The Best Exfoliating Products
Rather than using exfoliating scrubs, we recommend instead using a liquid or fruit acid based exfoliant. Here are the top three to consider:
Glycolic acid. Naturally found in sugar cane, pineapple and papaya, glycolic acid helps to remove the top layer of dead skin that carries the most damage. This also helps to even out the skin tone and brighten your complexion. Add it to your skincare routine and use it to exfoliate 3-4 nights a week, after cleansing.
Lactic acid. This is one of the mildest exfoliants you can use, making it an ideal fit for all skin types. Found naturally in fermented vegetables, lactic acid does a fantastic job of lifting the darkened skin cells from your face, leaving your skin looking brighter. This is best used 3-4 times per week, as part of your nighttime skincare routine.
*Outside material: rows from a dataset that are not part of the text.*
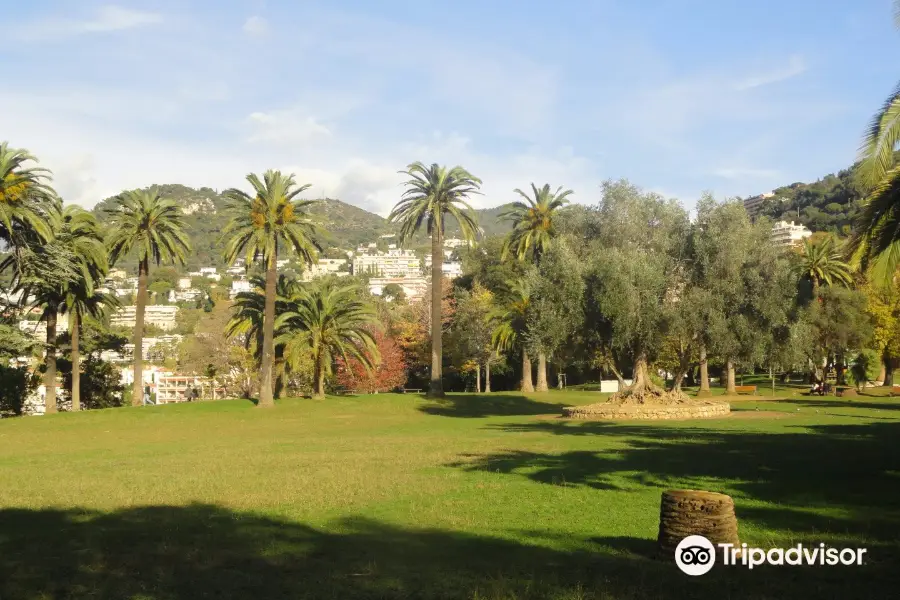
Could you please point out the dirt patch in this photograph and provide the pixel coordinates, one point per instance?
(759, 414)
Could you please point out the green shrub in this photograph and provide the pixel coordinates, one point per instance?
(15, 385)
(99, 384)
(864, 368)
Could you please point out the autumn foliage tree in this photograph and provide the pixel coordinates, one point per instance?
(388, 375)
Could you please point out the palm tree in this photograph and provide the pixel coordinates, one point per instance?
(26, 199)
(324, 322)
(533, 221)
(821, 263)
(510, 323)
(153, 228)
(533, 232)
(54, 274)
(81, 234)
(876, 237)
(259, 223)
(432, 193)
(248, 318)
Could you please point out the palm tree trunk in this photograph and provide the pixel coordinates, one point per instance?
(75, 326)
(526, 373)
(477, 378)
(839, 368)
(542, 372)
(436, 386)
(319, 382)
(729, 386)
(704, 373)
(137, 389)
(265, 376)
(50, 363)
(888, 362)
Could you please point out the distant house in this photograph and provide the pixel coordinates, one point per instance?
(414, 288)
(240, 285)
(158, 315)
(788, 234)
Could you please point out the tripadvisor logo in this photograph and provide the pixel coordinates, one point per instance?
(696, 555)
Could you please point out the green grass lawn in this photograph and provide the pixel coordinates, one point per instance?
(395, 496)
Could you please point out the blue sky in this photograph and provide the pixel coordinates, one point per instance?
(679, 96)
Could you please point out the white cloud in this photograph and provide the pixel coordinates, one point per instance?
(746, 173)
(106, 19)
(256, 26)
(795, 65)
(285, 127)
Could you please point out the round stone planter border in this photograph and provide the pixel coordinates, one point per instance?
(621, 412)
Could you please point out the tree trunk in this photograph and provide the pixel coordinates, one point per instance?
(730, 387)
(704, 373)
(137, 388)
(74, 327)
(642, 389)
(619, 378)
(526, 373)
(266, 398)
(319, 382)
(436, 385)
(50, 363)
(684, 362)
(542, 373)
(477, 378)
(676, 383)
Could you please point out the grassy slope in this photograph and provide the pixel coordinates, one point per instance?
(395, 496)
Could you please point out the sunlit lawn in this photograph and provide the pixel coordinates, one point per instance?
(394, 496)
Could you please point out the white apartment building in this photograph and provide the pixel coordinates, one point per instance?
(184, 295)
(174, 388)
(240, 285)
(393, 263)
(325, 266)
(788, 234)
(455, 243)
(451, 269)
(159, 315)
(754, 204)
(414, 288)
(37, 330)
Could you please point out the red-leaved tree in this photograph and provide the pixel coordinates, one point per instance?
(390, 373)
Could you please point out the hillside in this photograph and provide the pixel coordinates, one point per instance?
(346, 225)
(828, 204)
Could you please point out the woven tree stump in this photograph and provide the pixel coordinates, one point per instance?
(693, 512)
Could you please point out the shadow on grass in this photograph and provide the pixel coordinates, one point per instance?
(813, 402)
(849, 470)
(478, 405)
(202, 551)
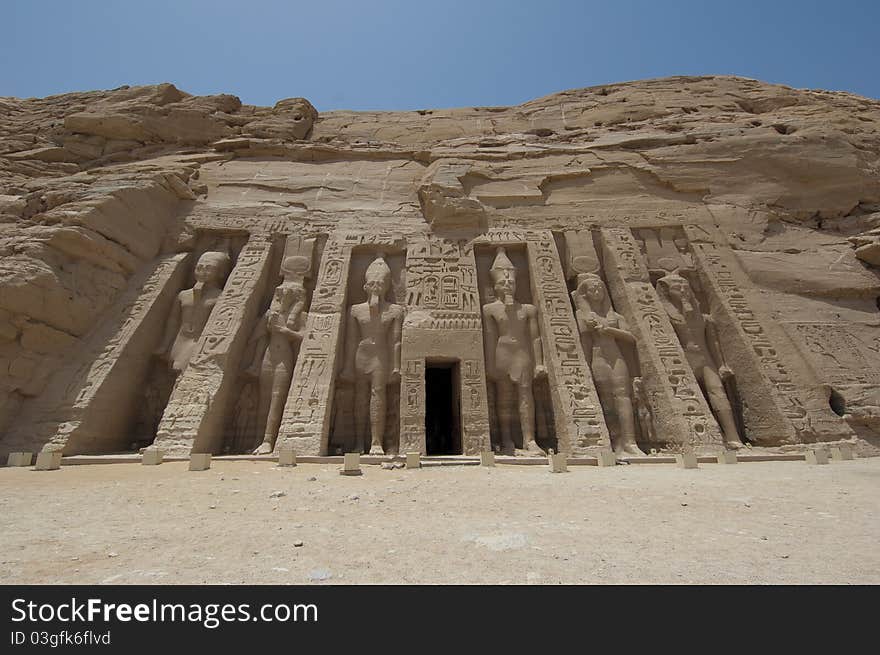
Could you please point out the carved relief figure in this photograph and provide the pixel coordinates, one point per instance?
(604, 334)
(699, 338)
(514, 355)
(192, 308)
(279, 335)
(372, 356)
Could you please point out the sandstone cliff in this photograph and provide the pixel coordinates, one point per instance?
(95, 185)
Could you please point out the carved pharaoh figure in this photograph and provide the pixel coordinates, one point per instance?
(278, 336)
(514, 356)
(699, 339)
(372, 357)
(191, 310)
(604, 336)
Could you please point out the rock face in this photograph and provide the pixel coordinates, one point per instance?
(680, 264)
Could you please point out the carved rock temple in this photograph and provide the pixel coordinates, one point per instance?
(684, 264)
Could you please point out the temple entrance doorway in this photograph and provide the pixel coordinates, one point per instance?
(442, 408)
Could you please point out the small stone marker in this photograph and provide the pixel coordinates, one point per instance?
(351, 464)
(199, 461)
(558, 463)
(20, 459)
(152, 456)
(48, 460)
(841, 453)
(287, 455)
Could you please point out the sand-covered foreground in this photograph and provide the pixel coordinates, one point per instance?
(773, 522)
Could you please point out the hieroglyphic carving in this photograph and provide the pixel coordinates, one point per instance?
(194, 415)
(88, 405)
(681, 410)
(306, 418)
(444, 325)
(777, 388)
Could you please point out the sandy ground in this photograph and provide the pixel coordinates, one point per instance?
(774, 522)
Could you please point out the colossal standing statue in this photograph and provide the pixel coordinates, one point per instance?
(699, 338)
(603, 334)
(191, 310)
(372, 356)
(514, 355)
(278, 337)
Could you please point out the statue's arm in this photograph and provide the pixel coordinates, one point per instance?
(490, 332)
(396, 336)
(714, 344)
(352, 336)
(535, 334)
(172, 325)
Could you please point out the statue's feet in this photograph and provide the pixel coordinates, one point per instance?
(264, 448)
(531, 450)
(629, 450)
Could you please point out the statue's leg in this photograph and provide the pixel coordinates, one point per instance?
(623, 404)
(527, 416)
(504, 406)
(361, 414)
(280, 387)
(264, 401)
(723, 410)
(378, 397)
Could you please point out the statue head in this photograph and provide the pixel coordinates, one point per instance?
(213, 266)
(592, 287)
(288, 293)
(377, 279)
(503, 275)
(674, 285)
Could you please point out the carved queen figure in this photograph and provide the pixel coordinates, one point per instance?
(514, 356)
Salicylic acid. This is especially effective for oily and acne-prone skin. Naturally found in the bark of willow tree, salicylic acid can penetrate the oils that sit on top of the skin, and fatty build up clogging pores. It works by clearing out clogged pores by dissolving the oil holding onto any dead skin cells. Plus, salicylic acid is a known anti-inflammatory and antibacterial, making it perfect for calming down existing breakouts and preventing more from happening.
So, if you’re not exfoliating right now as part of your skincare routine, now’s the time to add one in. The key to caring for your skin is to prep, preserve, and protect your skin. Cleansers and exfoliants help to prep your skin so that you can use other products like retinoids and moisturizers to both preserve and protect your skin from sun damage.